ConstraintLayout implementation is similar to RelativeLayout, a more powerful and flat view implementation. ConstraintLayout children position based on the constraints of a child to its parent layout or another child, make the view hierarchy flat.
We will talk about how constraint layouts reduces the time taken to create a complex layout, reduce developer time and add easy animations. We will also briefly look into MotionLayout.
Who should attend this talk?
Android developers who would like to build complex layouts faster. Responsive UI with more control over scene changes.
This talk will also be helpful for iOS developers who have experience using AutoLayout and want to start Android development.
Abinash Mohapatra, senior engineer with Flipkart Lite team
Image uploads for mobile web
I wanted the process of uploading images on the web to be as good as native in terms of capability and smooth/performant as well. Based on our requirements, when we upload an image, the application was supposed to show a thumbnail which should take into account the EXIF orientation factor so that the thumbnail is shown in thr correct orientation. The next big challenge was to reduce the overall upload size during submitting the file to the server. Here we resorted to a Hermite resample filter that allowed us to further reduce the payload size. Since a user could upload maximum of 5 images in one go, we wanted to keep the main thread as free as possible so all of the above-mentioned tasks actually run in a worker. Using transferrables to reduce the time invokved in an othetwise structure clone postMessage was another area of investment. Moving all work into. a worker gave us the opportunity to work on the new amazing OffscreenCanvas API which enabled us to move all computations to the worker thread. Finally a final optimisation (WIP) is to encode our images to webp format to check if the payload size could be further reduced. Since browsers do not support encoding of images as a native construct, we resorted to Webassembly for achieving the desired result.
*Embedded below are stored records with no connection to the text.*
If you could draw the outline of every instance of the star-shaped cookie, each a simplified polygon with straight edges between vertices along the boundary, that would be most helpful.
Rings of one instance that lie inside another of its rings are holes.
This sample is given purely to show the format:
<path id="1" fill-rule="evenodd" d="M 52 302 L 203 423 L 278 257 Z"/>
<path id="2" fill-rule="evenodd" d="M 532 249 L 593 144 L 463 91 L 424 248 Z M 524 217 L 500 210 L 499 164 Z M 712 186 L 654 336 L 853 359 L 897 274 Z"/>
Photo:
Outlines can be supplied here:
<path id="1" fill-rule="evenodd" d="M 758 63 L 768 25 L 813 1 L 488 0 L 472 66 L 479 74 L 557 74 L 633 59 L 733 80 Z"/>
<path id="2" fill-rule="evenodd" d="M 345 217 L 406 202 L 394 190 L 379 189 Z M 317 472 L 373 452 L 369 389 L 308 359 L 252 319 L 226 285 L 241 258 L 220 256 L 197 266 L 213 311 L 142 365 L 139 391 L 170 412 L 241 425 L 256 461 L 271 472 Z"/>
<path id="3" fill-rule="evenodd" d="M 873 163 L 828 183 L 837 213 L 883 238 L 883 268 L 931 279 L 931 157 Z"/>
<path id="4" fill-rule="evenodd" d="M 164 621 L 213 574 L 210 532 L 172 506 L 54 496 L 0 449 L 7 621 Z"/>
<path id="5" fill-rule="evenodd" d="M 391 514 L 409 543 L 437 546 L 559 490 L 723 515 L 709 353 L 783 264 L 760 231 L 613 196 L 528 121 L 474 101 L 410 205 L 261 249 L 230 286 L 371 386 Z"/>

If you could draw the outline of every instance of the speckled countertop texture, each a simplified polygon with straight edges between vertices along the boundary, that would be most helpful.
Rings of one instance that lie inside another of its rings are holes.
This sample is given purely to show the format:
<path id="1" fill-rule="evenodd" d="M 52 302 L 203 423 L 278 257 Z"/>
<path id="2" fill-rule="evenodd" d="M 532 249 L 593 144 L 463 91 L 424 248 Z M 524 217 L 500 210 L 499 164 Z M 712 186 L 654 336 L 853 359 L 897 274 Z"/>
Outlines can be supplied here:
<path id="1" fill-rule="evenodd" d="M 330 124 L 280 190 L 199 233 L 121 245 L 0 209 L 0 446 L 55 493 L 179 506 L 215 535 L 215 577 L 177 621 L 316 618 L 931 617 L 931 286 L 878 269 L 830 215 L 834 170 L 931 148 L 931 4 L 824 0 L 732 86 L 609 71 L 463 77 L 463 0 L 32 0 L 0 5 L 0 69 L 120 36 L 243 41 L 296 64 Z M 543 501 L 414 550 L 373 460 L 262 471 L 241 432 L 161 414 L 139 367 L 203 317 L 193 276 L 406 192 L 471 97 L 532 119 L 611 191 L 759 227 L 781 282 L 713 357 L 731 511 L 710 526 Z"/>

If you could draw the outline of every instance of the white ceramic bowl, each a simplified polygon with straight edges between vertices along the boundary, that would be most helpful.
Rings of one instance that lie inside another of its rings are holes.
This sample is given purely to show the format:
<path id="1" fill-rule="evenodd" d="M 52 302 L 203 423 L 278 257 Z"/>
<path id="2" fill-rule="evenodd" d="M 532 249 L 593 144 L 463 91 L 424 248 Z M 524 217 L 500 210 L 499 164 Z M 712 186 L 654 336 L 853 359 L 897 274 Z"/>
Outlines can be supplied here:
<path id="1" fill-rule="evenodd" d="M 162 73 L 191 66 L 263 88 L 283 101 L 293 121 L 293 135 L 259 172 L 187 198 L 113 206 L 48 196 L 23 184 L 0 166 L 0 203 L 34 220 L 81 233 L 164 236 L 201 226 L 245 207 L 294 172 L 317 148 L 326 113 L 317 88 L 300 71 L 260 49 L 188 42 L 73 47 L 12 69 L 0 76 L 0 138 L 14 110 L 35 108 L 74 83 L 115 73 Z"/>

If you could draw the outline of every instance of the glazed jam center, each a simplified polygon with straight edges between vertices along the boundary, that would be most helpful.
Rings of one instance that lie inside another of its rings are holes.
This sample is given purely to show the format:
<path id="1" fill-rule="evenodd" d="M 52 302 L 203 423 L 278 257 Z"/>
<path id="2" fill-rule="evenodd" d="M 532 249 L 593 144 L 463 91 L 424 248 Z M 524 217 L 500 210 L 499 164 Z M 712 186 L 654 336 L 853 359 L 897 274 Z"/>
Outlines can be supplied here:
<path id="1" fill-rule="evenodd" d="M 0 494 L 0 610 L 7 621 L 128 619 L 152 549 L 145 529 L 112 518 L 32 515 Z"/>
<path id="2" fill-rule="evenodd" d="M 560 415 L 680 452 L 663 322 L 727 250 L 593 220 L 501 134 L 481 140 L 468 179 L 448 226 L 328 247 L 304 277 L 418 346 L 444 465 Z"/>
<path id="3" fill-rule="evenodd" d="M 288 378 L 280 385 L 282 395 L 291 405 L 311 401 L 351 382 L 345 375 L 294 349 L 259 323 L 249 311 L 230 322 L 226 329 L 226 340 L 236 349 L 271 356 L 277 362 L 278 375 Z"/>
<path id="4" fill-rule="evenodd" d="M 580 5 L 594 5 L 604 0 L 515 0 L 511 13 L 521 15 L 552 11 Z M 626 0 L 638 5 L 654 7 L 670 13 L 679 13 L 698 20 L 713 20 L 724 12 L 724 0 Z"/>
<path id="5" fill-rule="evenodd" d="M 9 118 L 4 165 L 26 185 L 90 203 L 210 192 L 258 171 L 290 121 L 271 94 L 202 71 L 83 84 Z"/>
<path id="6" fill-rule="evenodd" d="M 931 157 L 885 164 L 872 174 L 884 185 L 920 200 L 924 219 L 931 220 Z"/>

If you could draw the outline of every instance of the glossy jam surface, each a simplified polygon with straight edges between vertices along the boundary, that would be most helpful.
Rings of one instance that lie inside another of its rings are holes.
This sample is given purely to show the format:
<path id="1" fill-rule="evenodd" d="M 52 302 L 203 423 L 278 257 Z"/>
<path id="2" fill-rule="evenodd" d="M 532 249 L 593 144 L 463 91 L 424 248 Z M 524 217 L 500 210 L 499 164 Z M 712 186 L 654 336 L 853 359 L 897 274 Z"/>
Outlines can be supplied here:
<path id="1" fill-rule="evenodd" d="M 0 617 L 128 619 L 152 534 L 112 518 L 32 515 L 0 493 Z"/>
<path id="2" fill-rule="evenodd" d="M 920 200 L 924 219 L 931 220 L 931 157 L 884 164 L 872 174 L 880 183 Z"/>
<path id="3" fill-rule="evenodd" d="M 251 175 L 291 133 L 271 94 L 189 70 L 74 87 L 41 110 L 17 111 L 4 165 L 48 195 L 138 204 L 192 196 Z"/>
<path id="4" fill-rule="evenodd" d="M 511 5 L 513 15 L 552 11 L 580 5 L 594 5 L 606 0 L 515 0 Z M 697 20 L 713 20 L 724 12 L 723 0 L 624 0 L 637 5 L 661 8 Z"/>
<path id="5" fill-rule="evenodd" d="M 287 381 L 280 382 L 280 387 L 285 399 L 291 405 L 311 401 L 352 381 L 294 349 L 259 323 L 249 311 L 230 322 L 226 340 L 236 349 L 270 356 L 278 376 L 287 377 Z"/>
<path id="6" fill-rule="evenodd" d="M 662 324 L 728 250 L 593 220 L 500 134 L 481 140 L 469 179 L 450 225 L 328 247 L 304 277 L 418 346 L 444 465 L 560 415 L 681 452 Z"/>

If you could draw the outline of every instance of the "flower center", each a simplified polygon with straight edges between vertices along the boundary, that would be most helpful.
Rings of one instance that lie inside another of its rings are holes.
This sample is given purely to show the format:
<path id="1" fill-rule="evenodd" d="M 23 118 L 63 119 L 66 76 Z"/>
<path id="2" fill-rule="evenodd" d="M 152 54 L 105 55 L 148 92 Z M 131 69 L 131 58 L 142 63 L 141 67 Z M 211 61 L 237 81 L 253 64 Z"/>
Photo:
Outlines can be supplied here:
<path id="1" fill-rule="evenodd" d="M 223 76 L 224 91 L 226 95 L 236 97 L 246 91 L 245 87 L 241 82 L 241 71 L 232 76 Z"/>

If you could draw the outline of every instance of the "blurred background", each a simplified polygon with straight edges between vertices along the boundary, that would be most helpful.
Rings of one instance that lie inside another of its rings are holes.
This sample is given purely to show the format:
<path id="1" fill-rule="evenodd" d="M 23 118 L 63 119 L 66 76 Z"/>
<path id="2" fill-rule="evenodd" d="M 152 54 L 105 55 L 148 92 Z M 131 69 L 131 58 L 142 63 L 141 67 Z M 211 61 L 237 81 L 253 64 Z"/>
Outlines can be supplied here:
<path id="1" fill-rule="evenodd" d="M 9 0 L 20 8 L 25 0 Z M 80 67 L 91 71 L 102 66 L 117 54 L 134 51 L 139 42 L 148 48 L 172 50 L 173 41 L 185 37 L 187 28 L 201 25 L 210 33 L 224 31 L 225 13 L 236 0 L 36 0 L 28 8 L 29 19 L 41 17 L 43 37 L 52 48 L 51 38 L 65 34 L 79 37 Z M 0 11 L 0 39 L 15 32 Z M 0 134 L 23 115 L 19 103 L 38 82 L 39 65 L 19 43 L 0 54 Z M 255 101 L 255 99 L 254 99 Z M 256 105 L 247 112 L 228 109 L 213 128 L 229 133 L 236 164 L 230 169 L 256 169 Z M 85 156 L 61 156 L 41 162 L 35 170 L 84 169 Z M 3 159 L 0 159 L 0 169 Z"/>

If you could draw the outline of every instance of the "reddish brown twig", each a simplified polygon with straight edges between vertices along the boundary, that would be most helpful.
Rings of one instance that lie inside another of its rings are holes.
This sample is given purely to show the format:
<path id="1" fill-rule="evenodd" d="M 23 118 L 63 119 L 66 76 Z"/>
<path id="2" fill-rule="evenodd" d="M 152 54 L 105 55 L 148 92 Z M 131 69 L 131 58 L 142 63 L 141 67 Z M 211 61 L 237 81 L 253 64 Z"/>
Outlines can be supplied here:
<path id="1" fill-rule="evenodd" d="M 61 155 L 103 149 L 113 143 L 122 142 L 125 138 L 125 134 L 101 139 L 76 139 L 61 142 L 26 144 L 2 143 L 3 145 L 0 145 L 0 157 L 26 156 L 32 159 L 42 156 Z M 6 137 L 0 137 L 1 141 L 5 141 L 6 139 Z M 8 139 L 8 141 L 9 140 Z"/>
Ragunath Jawahar, lead product engineer at Obvious
Building predictable and high performance workflows for mobile app development
Software development itself is a practice that is filled with entropy. Even though there are factors in software development that are beyond our control, there are quite a few parameters that can be controlled and tuned. One of the ways to maximise predictability in software projects is to reduce the number of unknowns. Most teams start with an architecture that sets expectations to a degree. How can we push this even further? What if we can build a degree of predictability on how software is built by individuals? What if we could extrapolate the same ideas to a team and across several teams?
This talk focuses on how various architectures (imperative and functional) influence individual and team throughput during development and maintenance. We’ll acknowledge how software development is a very creative profession but can also withdraw inspiring ideas from efficient systems like turn-key businesses and production lines that can help build software faster and better. We’ll focus on how the choice of architecture and tooling affect various phases of development. Once we gain an understanding of the architecture, we’ll create and tune a workflow by sequencing activities, establishing processes and building custom tooling around it.